Transferring an emergency patient to another emergency department (ED) is necessary when she/he is unable to receive necessary treatment from the first visited ED, although the transfer poses potential risks for adverse clinical outcomes and lowering the quality of emergency medical services by overcrowding the transferred ED. This study aimed to understand the factors affecting the ED length of stay (LOS) of critically ill patients and to investigate whether they are receiving prompt treatment through Interhospital Transfer (IHT).
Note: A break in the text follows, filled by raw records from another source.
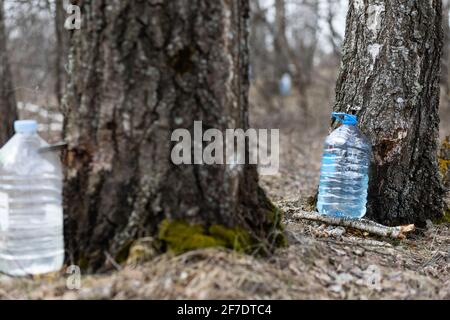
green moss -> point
(178, 236)
(83, 262)
(122, 254)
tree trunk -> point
(140, 70)
(390, 79)
(8, 108)
(61, 50)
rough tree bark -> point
(390, 79)
(140, 70)
(8, 109)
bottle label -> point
(4, 211)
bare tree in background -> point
(8, 109)
(138, 73)
(390, 79)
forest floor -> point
(321, 262)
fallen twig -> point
(360, 224)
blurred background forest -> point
(295, 48)
(295, 54)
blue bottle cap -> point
(345, 118)
(25, 126)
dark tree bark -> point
(390, 79)
(61, 50)
(139, 70)
(8, 109)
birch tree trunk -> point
(8, 109)
(390, 78)
(140, 70)
(61, 50)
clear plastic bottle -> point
(31, 217)
(344, 171)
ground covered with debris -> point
(321, 262)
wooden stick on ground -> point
(360, 224)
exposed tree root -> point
(360, 224)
This study analyzed 968 critically ill patients transferred to the ED of the study site in 2019. Machine learning based prediction models were built to predict the ED LOS dichotomized as greater than 6 hours or less. Explanatory variables in patient characteristics, clinical characteristics, transfer-related characteristics, and ED characteristics were selected through univariate analyses.
Among the prediction models, the Logistic Regression (AUC 0.85) model showed the highest prediction performance, followed by Random Forest (AUC 0.83) and Naïve Bayes (AUC 0.83). The Logistic Regression model suggested that the need for emergency operation or angiography (OR 3.91, 95% CI=1.65–9.21), the need for Intensive Care Unit (ICU) admission (OR 3.84, 95% CI=2.53–5.83), fewer consultations (OR 3.57, 95% CI=2.84–4.49), a high triage level (OR 2.27, 95% CI=1.43–3.59), and fewer diagnoses (OR 1.32, 95% CI=1.09–1.61) coincided with a higher likelihood of 6-hour-or-less stays in the ED. Furthermore, an interhospital transfer handoff led to significantly shorter ED LOS among the patients who needed emergency operation or angiography, or ICU admission, or had a high triage level.
The results of this study suggest that patients prioritized in emergency treatment receive prompt intervention and leave the ED in time. Also, having a proper interhospital transfer handoff before IHT is crucial to provide efficient care and avoid unnecessarily longer stay in ED.